Светлый фон

– А погибшие? Как же их родные?

Аврора раздраженно дернула плечом, нахмурилась.

– Оплакали, похоронили. Пытаются жить дальше. Тем не менее их воспоминания о бале не тянут за собой мысли о смерти. Для этих людей праздник – отдельно, смерть – отдельно, пусть и рядом. Ты считаешь, это несправедливо?

Услышанное едва укладывалось в голове. Но, наверное, какая-то справедливость в таком решении все же была: иначе слишком многие ходили бы по кругу, снова и снова мысленно возвращаясь к вечеру, когда раздались выстрелы и взорвался рояль. Просыпались бы в холодном поту, вздрагивали от малейшего шороха. И, наверное, нашлись бы люди озлобившиеся, не сумевшие простить ни себя – за то, что привели на бал своих любимых, ни других – за то, что позволили страшному случиться. А так они хотя бы могут жить дальше.

Висок прострелило болью. Аврора, кажется, заметила, хотя виду не подала. Сменила тему, а потом и вовсе сказала, что пора ехать домой.

Фернвальд охнул, увидев мою новую прическу, осыпал меня комплиментами, Алан взглянул исподлобья, а потом вышел из комнаты.

Пообедав, я оставила Фернвальда и Аврору беседовать на террасе, поднялась к себе.
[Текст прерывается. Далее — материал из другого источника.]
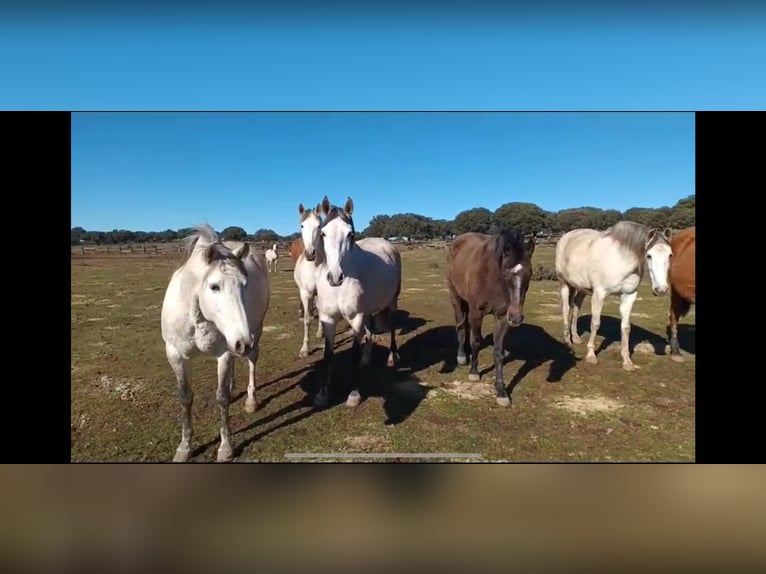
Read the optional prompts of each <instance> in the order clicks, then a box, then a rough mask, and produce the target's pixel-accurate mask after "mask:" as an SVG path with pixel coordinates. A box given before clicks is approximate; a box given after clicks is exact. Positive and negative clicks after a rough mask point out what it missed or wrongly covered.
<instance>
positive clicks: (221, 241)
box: [179, 223, 245, 273]
mask: <svg viewBox="0 0 766 574" xmlns="http://www.w3.org/2000/svg"><path fill="white" fill-rule="evenodd" d="M192 229H194V232H192V233H191V234H190V235H188V236H186V237H185V238H184V239H183V240H182V245H183V247H184V256H183V260H182V261H181V265H179V267H183V266H184V265H185V264H186V263H187V262H188V261H189V258H190V257H191V256H192V253H194V250H195V249H196V248H197V247H198V246H202V245H207V246H208V248H212V249H211V250H210V256H212V260H214V261H229V262H231V263H234V264H235V265H236V266H237V267H238V268H239V269H240V271H242V272H243V273H244V272H245V267H244V265H243V263H242V261H241V260H239V259H238V258H237V257H236V256H235V255H234V252H233V251H232V250H231V249H229V248H228V247H227V246H226V245H224V244H223V242H222V241H221V239H220V237H218V234H217V233H216V232H215V231H214V230H213V228H212V227H210V225H208V224H207V223H204V224H201V225H194V226H193V227H192ZM200 240H201V242H200Z"/></svg>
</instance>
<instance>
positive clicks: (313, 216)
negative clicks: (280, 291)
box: [293, 203, 322, 357]
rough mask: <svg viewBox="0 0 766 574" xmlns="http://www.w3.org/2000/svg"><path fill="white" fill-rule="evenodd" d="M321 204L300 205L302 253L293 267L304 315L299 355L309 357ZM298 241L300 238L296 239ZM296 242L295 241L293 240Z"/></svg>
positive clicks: (315, 274)
mask: <svg viewBox="0 0 766 574" xmlns="http://www.w3.org/2000/svg"><path fill="white" fill-rule="evenodd" d="M319 211H320V206H319V204H317V206H316V209H305V208H304V207H303V204H302V203H301V204H299V205H298V215H299V216H300V226H301V237H300V238H299V239H300V242H301V245H302V246H303V247H302V253H300V254H299V255H298V258H297V260H296V262H295V267H294V268H293V279H294V280H295V284H296V285H297V286H298V292H299V293H300V297H301V310H302V311H303V313H302V314H301V315H302V317H303V344H302V345H301V348H300V351H299V352H298V356H299V357H307V356H308V354H309V324H310V323H311V318H312V316H311V315H312V314H311V307H312V304H313V305H314V306H316V301H315V299H316V294H317V289H316V273H317V263H316V249H315V245H316V244H317V243H318V241H319V227H320V225H321V224H322V218H321V217H320V215H319ZM296 241H298V240H296ZM293 244H295V241H294V242H293ZM316 336H317V338H320V337H321V336H322V322H321V321H319V320H318V319H317V333H316Z"/></svg>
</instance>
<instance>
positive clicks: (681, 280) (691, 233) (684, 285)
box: [669, 227, 696, 303]
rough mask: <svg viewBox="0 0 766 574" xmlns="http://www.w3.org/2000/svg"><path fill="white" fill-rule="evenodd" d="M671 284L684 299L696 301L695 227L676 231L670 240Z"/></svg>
mask: <svg viewBox="0 0 766 574" xmlns="http://www.w3.org/2000/svg"><path fill="white" fill-rule="evenodd" d="M670 247H671V249H672V250H673V258H672V259H671V260H670V272H669V274H670V284H671V286H672V288H673V289H674V290H675V291H676V292H677V293H678V294H679V295H681V296H682V297H683V298H684V299H686V300H688V301H691V302H692V303H694V301H695V295H696V294H695V261H696V253H695V247H696V231H695V228H694V227H690V228H688V229H684V230H682V231H679V232H678V233H676V234H675V235H674V236H673V238H672V239H671V241H670Z"/></svg>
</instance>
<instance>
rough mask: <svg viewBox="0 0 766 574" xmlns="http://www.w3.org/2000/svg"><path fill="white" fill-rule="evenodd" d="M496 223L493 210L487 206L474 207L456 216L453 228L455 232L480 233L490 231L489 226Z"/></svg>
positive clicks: (453, 225)
mask: <svg viewBox="0 0 766 574" xmlns="http://www.w3.org/2000/svg"><path fill="white" fill-rule="evenodd" d="M493 223H494V217H493V215H492V212H491V211H490V210H489V209H487V208H485V207H474V208H473V209H467V210H465V211H461V212H460V213H458V214H457V216H456V217H455V221H454V223H453V230H454V232H455V233H458V234H460V233H467V232H469V231H476V232H478V233H488V232H489V228H490V227H492V224H493Z"/></svg>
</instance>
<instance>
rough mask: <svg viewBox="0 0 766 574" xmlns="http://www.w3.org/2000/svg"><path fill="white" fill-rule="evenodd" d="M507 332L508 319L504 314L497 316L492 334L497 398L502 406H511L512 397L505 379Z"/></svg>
mask: <svg viewBox="0 0 766 574" xmlns="http://www.w3.org/2000/svg"><path fill="white" fill-rule="evenodd" d="M507 333H508V321H507V320H506V318H505V317H504V316H501V317H497V320H496V322H495V331H494V333H493V334H492V343H493V347H494V355H495V391H496V395H495V400H496V401H497V404H498V405H500V406H501V407H510V406H511V399H510V397H509V396H508V392H507V391H506V390H505V380H504V379H503V355H504V353H503V347H504V343H505V335H506V334H507Z"/></svg>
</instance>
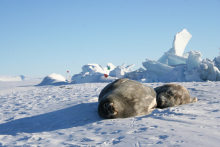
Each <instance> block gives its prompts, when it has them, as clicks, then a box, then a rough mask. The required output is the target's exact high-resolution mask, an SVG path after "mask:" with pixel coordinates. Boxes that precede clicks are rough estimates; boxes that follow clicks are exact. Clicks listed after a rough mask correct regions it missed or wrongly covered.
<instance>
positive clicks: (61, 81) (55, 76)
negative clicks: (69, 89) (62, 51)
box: [39, 73, 67, 86]
mask: <svg viewBox="0 0 220 147" xmlns="http://www.w3.org/2000/svg"><path fill="white" fill-rule="evenodd" d="M66 83H67V81H66V79H65V78H64V77H63V76H62V75H60V74H55V73H53V74H50V75H48V76H46V77H45V78H44V79H43V81H42V82H41V83H40V84H39V86H42V85H60V84H66Z"/></svg>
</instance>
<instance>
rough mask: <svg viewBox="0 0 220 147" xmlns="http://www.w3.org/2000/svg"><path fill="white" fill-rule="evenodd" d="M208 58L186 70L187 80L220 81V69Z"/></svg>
mask: <svg viewBox="0 0 220 147" xmlns="http://www.w3.org/2000/svg"><path fill="white" fill-rule="evenodd" d="M214 64H215V63H214V62H213V61H211V60H210V59H204V60H202V62H201V63H200V64H199V65H198V66H197V67H196V68H194V69H192V70H189V71H186V72H185V75H186V80H187V81H189V82H190V81H207V80H209V81H220V71H219V69H218V68H217V67H216V66H215V65H214Z"/></svg>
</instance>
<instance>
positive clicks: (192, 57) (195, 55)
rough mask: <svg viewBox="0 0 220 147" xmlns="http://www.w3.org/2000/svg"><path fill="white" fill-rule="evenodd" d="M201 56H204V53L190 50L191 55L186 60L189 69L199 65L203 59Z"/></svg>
mask: <svg viewBox="0 0 220 147" xmlns="http://www.w3.org/2000/svg"><path fill="white" fill-rule="evenodd" d="M201 57H202V54H201V53H200V52H199V51H190V52H189V57H188V59H187V61H186V64H187V67H188V70H191V69H193V68H195V67H197V66H198V65H199V64H200V63H201V61H202V59H201Z"/></svg>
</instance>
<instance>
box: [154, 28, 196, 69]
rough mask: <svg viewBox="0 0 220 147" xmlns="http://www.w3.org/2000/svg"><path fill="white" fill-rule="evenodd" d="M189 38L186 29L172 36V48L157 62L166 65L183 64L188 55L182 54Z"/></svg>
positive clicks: (183, 29) (158, 60)
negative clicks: (172, 45)
mask: <svg viewBox="0 0 220 147" xmlns="http://www.w3.org/2000/svg"><path fill="white" fill-rule="evenodd" d="M191 37H192V35H191V34H190V33H189V32H188V31H187V30H186V29H183V30H182V31H181V32H179V33H177V34H176V35H175V36H174V41H173V47H172V48H171V49H170V50H168V51H167V52H165V54H164V55H163V56H162V57H161V58H160V59H158V62H160V63H163V64H167V65H177V64H185V63H186V59H187V58H188V54H186V53H184V54H183V52H184V50H185V47H186V45H187V44H188V42H189V40H190V39H191Z"/></svg>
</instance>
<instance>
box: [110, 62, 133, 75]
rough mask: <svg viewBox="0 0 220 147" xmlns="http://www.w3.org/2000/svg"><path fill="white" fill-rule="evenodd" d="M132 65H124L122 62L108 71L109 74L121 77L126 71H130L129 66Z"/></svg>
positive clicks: (128, 71)
mask: <svg viewBox="0 0 220 147" xmlns="http://www.w3.org/2000/svg"><path fill="white" fill-rule="evenodd" d="M133 66H134V64H132V65H128V66H127V67H125V63H124V64H123V65H122V66H117V67H116V68H115V69H114V70H112V71H110V73H109V76H112V77H117V78H123V77H124V75H125V74H126V73H129V72H131V70H130V68H131V67H133Z"/></svg>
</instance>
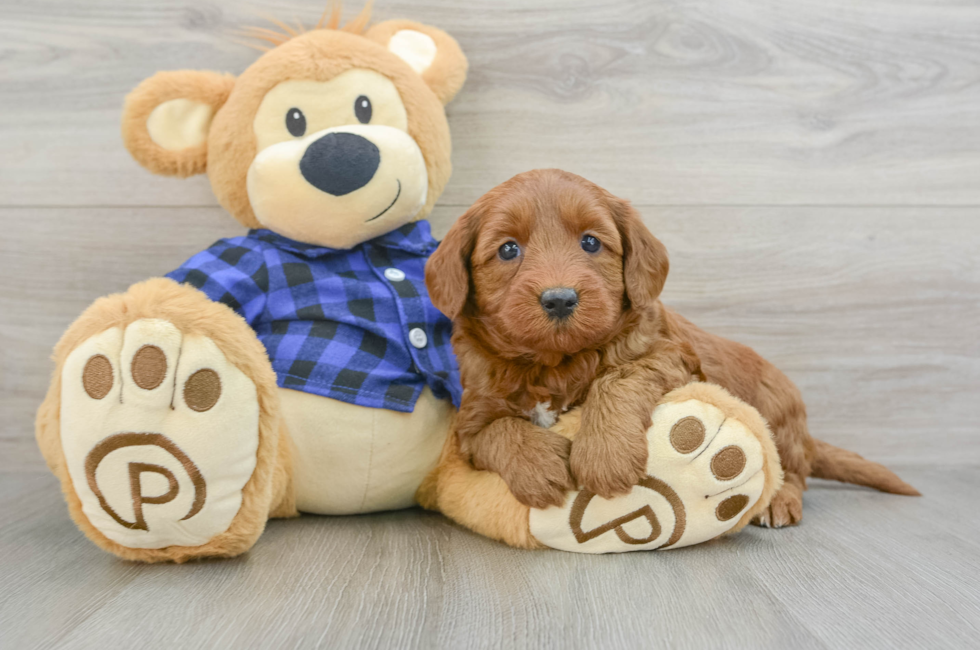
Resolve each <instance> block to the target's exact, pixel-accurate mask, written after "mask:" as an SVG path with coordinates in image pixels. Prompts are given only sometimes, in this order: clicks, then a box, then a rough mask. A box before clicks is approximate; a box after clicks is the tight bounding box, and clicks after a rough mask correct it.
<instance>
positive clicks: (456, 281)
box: [425, 204, 480, 320]
mask: <svg viewBox="0 0 980 650" xmlns="http://www.w3.org/2000/svg"><path fill="white" fill-rule="evenodd" d="M479 210H480V208H479V207H478V204H474V205H473V206H472V207H471V208H470V209H469V210H467V211H466V214H464V215H463V216H462V217H460V218H459V219H457V220H456V223H454V224H453V227H452V228H450V229H449V232H448V233H446V238H445V239H443V240H442V243H441V244H439V248H437V249H436V252H435V253H433V254H432V256H431V257H429V261H428V262H427V263H426V265H425V286H426V288H428V290H429V298H430V299H431V300H432V304H433V305H435V306H436V309H438V310H439V311H441V312H442V313H444V314H445V315H446V316H448V317H449V318H450V320H455V319H456V317H457V316H459V314H460V313H461V312H462V311H463V307H464V306H465V305H466V299H467V297H468V296H469V294H470V257H471V256H472V255H473V247H474V246H475V244H476V234H477V230H478V229H479V223H480V216H479Z"/></svg>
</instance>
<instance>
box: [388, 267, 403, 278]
mask: <svg viewBox="0 0 980 650" xmlns="http://www.w3.org/2000/svg"><path fill="white" fill-rule="evenodd" d="M385 277H386V278H388V279H389V280H391V281H392V282H401V281H402V280H404V279H405V272H404V271H402V270H401V269H396V268H394V267H391V268H387V269H385Z"/></svg>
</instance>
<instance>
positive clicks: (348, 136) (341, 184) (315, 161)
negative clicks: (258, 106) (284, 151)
mask: <svg viewBox="0 0 980 650" xmlns="http://www.w3.org/2000/svg"><path fill="white" fill-rule="evenodd" d="M380 164H381V152H380V151H379V150H378V147H377V145H375V144H374V143H373V142H371V141H370V140H368V139H367V138H364V137H361V136H359V135H357V134H355V133H344V132H342V131H341V132H335V133H328V134H326V135H324V136H323V137H322V138H319V139H317V140H316V141H314V142H313V144H311V145H310V146H309V147H307V149H306V153H304V154H303V158H302V159H301V160H300V161H299V170H300V172H302V174H303V178H305V179H306V182H308V183H309V184H310V185H312V186H313V187H315V188H317V189H318V190H320V191H323V192H326V193H327V194H331V195H333V196H343V195H345V194H350V193H351V192H353V191H355V190H359V189H361V188H362V187H364V186H365V185H367V184H368V183H370V182H371V179H372V178H374V174H375V172H377V171H378V165H380Z"/></svg>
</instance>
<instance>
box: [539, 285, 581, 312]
mask: <svg viewBox="0 0 980 650" xmlns="http://www.w3.org/2000/svg"><path fill="white" fill-rule="evenodd" d="M576 307H578V292H577V291H575V289H569V288H568V287H554V288H552V289H545V290H544V292H542V294H541V308H542V309H544V313H546V314H548V318H550V319H551V320H565V319H566V318H568V317H569V316H571V315H572V312H573V311H575V308H576Z"/></svg>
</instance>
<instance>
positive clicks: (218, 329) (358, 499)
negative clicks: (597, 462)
mask: <svg viewBox="0 0 980 650" xmlns="http://www.w3.org/2000/svg"><path fill="white" fill-rule="evenodd" d="M338 14H339V12H338V11H335V12H334V13H333V15H331V16H330V18H329V20H327V19H325V18H324V19H321V22H320V23H319V24H318V25H317V28H316V29H312V30H310V31H304V32H301V31H298V30H292V29H290V28H288V27H285V26H283V27H284V28H285V29H286V30H287V32H286V33H285V34H279V33H277V32H273V31H271V30H264V29H255V30H253V35H254V36H258V37H260V38H265V39H266V40H267V41H269V42H270V44H271V45H273V46H274V47H271V48H269V49H268V51H267V52H266V53H265V54H263V55H262V56H261V57H260V58H259V59H258V60H257V61H255V63H253V64H252V65H251V66H250V67H249V68H248V69H247V70H245V72H243V73H242V74H241V75H239V76H238V77H235V76H232V75H227V74H218V73H214V72H203V71H177V72H161V73H158V74H156V75H154V76H152V77H150V78H149V79H147V80H145V81H144V82H143V83H141V84H140V85H139V86H138V87H137V88H136V89H135V90H134V91H133V92H132V93H131V95H130V96H129V97H128V98H127V100H126V103H125V108H124V110H123V124H122V132H123V139H124V141H125V143H126V146H127V148H128V149H129V151H130V152H131V153H132V154H133V156H134V157H135V158H136V160H137V161H139V162H140V163H141V164H142V165H143V166H145V167H146V168H148V169H149V170H150V171H152V172H155V173H158V174H164V175H171V176H189V175H192V174H199V173H202V172H205V171H207V173H208V176H209V178H210V181H211V186H212V188H213V190H214V193H215V195H216V196H217V198H218V200H219V201H220V202H221V204H222V206H224V207H225V208H226V209H227V210H228V211H229V212H230V213H231V214H232V215H234V217H235V218H236V219H237V220H238V221H239V222H240V223H242V224H243V225H245V226H247V227H248V228H250V229H251V230H250V232H249V234H248V235H247V236H245V237H235V238H230V239H226V240H222V241H220V242H217V243H216V244H215V245H213V246H212V247H211V248H209V249H208V250H206V251H204V252H202V253H200V254H198V255H196V256H195V257H193V258H192V259H191V260H189V261H188V262H187V263H186V264H184V265H183V266H182V267H181V268H180V269H178V270H177V271H175V272H173V273H171V274H169V276H168V277H167V278H158V279H153V280H148V281H146V282H142V283H140V284H137V285H134V286H133V287H131V288H130V289H129V290H128V291H127V292H126V293H124V294H120V295H113V296H108V297H105V298H102V299H100V300H97V301H96V302H95V303H94V304H93V305H92V306H91V307H90V308H89V309H87V310H86V311H85V312H84V313H83V314H82V315H81V317H80V318H79V319H78V320H77V321H76V322H75V323H74V324H73V325H72V326H71V327H70V328H69V329H68V331H67V332H66V333H65V335H64V336H63V337H62V339H61V341H60V342H59V343H58V345H57V347H56V349H55V362H56V366H57V367H56V370H55V374H54V380H53V382H52V385H51V388H50V391H49V392H48V395H47V398H46V400H45V401H44V404H43V405H42V406H41V408H40V411H39V413H38V420H37V438H38V442H39V444H40V447H41V450H42V452H43V453H44V456H45V458H46V459H47V461H48V464H49V466H50V467H51V469H52V470H53V471H54V473H55V474H56V475H57V476H58V477H59V478H60V479H61V482H62V486H63V488H64V492H65V495H66V498H67V501H68V505H69V510H70V512H71V515H72V517H73V518H74V520H75V521H76V522H77V524H78V525H79V527H80V528H81V529H82V530H83V531H84V532H85V533H86V534H87V535H88V536H89V537H90V538H91V539H92V540H93V541H94V542H95V543H97V544H98V545H99V546H101V547H103V548H105V549H106V550H109V551H111V552H113V553H116V554H117V555H120V556H122V557H125V558H129V559H137V560H145V561H160V560H176V561H183V560H187V559H189V558H193V557H200V556H231V555H236V554H239V553H242V552H243V551H245V550H246V549H248V548H249V547H250V546H251V545H252V544H253V543H254V542H255V540H256V539H257V538H258V536H259V535H260V534H261V532H262V530H263V528H264V526H265V522H266V520H267V518H268V517H270V516H273V517H287V516H293V515H296V514H298V512H299V511H300V510H302V511H303V512H312V513H323V514H340V513H356V512H369V511H376V510H387V509H393V508H404V507H407V506H410V505H413V504H415V492H416V490H417V488H418V486H419V484H420V483H421V482H422V480H423V478H424V477H425V475H426V474H427V473H428V472H429V471H430V470H432V468H433V467H434V466H435V464H436V462H437V461H438V458H439V455H440V452H441V450H442V447H443V444H444V441H445V439H446V437H447V432H448V429H449V423H450V420H451V417H452V414H453V413H454V408H453V402H456V403H457V404H458V401H459V393H460V390H461V389H460V388H459V379H458V371H457V370H456V366H455V359H454V358H453V356H452V351H451V349H450V344H449V333H450V327H451V325H450V323H449V321H448V320H447V319H446V318H445V317H444V316H442V314H440V313H439V312H438V311H437V310H436V309H435V308H434V307H432V304H431V302H429V300H428V297H427V294H426V292H425V286H424V266H425V261H426V260H427V258H428V255H429V254H430V253H431V252H432V251H433V250H434V248H435V246H436V241H435V240H434V239H433V238H432V236H431V234H430V232H429V226H428V223H427V222H426V221H424V218H425V217H426V216H427V215H428V214H429V212H430V211H431V210H432V206H433V204H434V203H435V202H436V200H437V199H438V198H439V195H440V194H441V193H442V191H443V188H444V187H445V185H446V182H447V181H448V180H449V176H450V171H451V163H450V153H451V146H450V136H449V126H448V124H447V122H446V116H445V112H444V109H443V106H444V104H446V103H447V102H449V101H450V100H451V99H452V98H453V96H454V95H455V94H456V92H457V91H458V90H459V89H460V87H461V86H462V85H463V82H464V80H465V78H466V69H467V62H466V58H465V56H464V55H463V53H462V51H461V50H460V48H459V46H458V44H457V43H456V41H455V40H453V39H452V38H451V37H450V36H449V35H447V34H446V33H445V32H443V31H441V30H439V29H436V28H434V27H429V26H427V25H421V24H418V23H414V22H410V21H403V20H393V21H387V22H382V23H379V24H376V25H374V26H373V27H370V28H367V22H368V18H369V15H368V14H369V12H368V10H365V11H364V12H362V14H361V15H360V16H358V17H357V18H355V19H354V20H353V21H351V22H350V23H348V24H347V25H346V26H344V27H343V28H340V27H339V15H338Z"/></svg>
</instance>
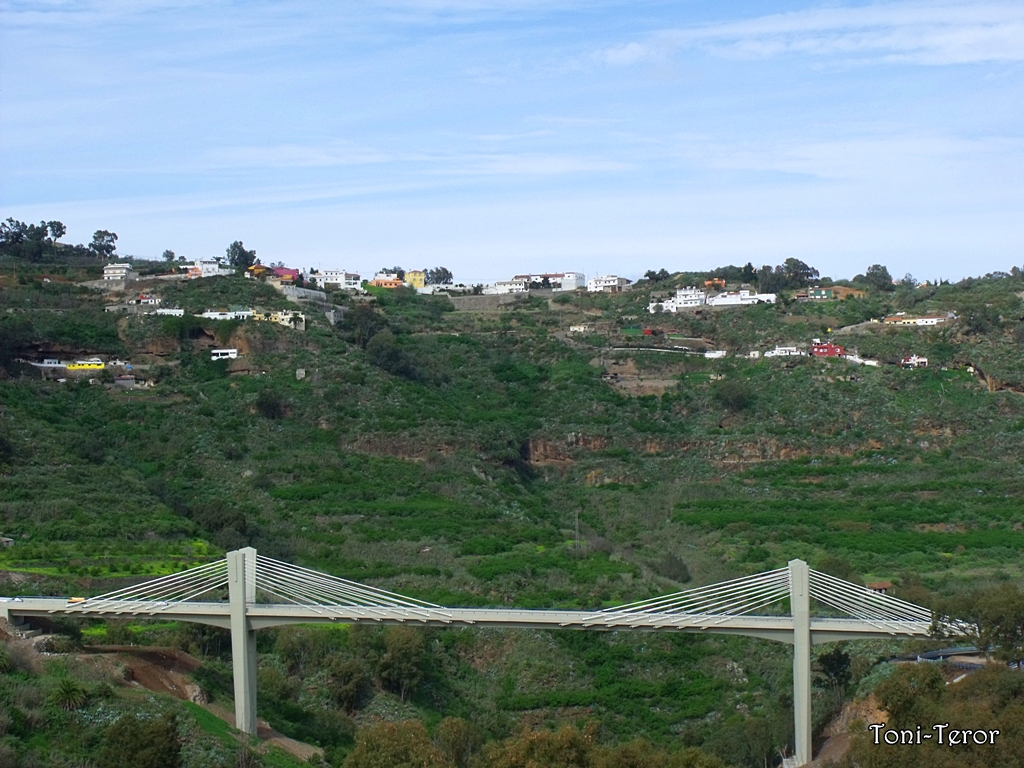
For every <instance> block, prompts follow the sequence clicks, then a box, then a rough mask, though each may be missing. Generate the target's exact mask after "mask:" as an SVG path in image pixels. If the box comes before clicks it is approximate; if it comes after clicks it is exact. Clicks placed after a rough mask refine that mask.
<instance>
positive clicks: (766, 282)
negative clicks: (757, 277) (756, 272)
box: [758, 264, 785, 293]
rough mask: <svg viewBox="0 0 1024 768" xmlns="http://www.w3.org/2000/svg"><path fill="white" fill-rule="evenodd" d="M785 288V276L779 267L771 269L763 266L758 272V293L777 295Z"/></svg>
mask: <svg viewBox="0 0 1024 768" xmlns="http://www.w3.org/2000/svg"><path fill="white" fill-rule="evenodd" d="M783 288H785V275H784V274H782V270H781V268H780V267H775V268H774V269H772V267H771V265H770V264H765V265H764V266H762V267H761V269H759V270H758V291H760V292H761V293H778V292H779V291H781V290H782V289H783Z"/></svg>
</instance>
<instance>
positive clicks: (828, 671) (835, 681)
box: [818, 645, 850, 690]
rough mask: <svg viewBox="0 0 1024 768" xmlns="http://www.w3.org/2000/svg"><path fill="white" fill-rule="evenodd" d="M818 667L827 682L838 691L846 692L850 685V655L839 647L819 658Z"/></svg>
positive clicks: (818, 657)
mask: <svg viewBox="0 0 1024 768" xmlns="http://www.w3.org/2000/svg"><path fill="white" fill-rule="evenodd" d="M818 666H819V667H820V668H821V674H822V675H824V677H825V680H827V681H828V683H829V684H830V685H831V687H833V688H836V689H837V690H846V686H848V685H849V684H850V654H849V653H847V652H846V651H845V650H843V648H842V647H841V646H839V645H837V646H836V647H835V648H833V649H831V650H830V651H828V652H827V653H822V654H821V655H820V656H818Z"/></svg>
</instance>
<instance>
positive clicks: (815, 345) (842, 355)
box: [811, 339, 846, 357]
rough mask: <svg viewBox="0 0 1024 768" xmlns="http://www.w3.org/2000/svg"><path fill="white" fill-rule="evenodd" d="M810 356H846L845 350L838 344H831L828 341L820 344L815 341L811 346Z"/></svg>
mask: <svg viewBox="0 0 1024 768" xmlns="http://www.w3.org/2000/svg"><path fill="white" fill-rule="evenodd" d="M811 354H813V355H814V356H815V357H844V356H846V350H845V349H843V347H841V346H840V345H839V344H833V343H831V342H830V341H826V342H824V343H822V342H820V341H818V340H817V339H815V340H814V343H812V344H811Z"/></svg>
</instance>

В комнате ничего не изменилось: все так же висели платья в шкафу, блестел позолоченными ручками комод, на письменном столе высилась стопка бумаг. Заправленная постель, дракончики на потолке. Везде чисто, ни пылинки. Словно я только вчера вышла через эту дверь, и не было шести месяцев, проведенных в больнице, без сознания…

В трехстворчатом зеркале отражались три Энрике. Они – точнее, я теперешняя – были тонкими, с худыми острыми локтями и коленями, с довольно темной кожей и короткими волосами. Я подняла руки и коснулась лица, провела по губам, положила пальцы на веки. Мои запястья пахли чем-то странным.

Я ездила в горы, на архипелаг. Фернвальд написал об этом моим родителям.

Строчки ложились на бумагу ровно, буквы были округлыми, уверенными. Передо мной лежали книги с закладками на страницах, где описывалась природа гор, мифы и легенды, родившиеся в тех местах. Черно-белые картинки. Надо бы попросить знакомого художника, друга Авроры, перерисовать их из книг, добавить красок. Я отправлю картины домой, в рамах, чтобы можно было повесить на стену. Это будет отличный подарок, ведь в дождливом Алерте так мало ярких цветов.

И да, платье для Вэйны. Голубое. Белокурым девушкам этот цвет к лицу.

Я отложила исписанные листы в сторону и, думая о младшей сестре, подошла к шкафу, достала из кармана дорожного платья сложенный пополам рисунок. Провела кончиками пальцев по словам: «Я точно не помню, но, кажется, с ним связано что-то плохое. Мне было страшно. Если встретишь его, обходи десятой дорогой. Не нужно с ним дружить», погладила написанные детским почерком строчки.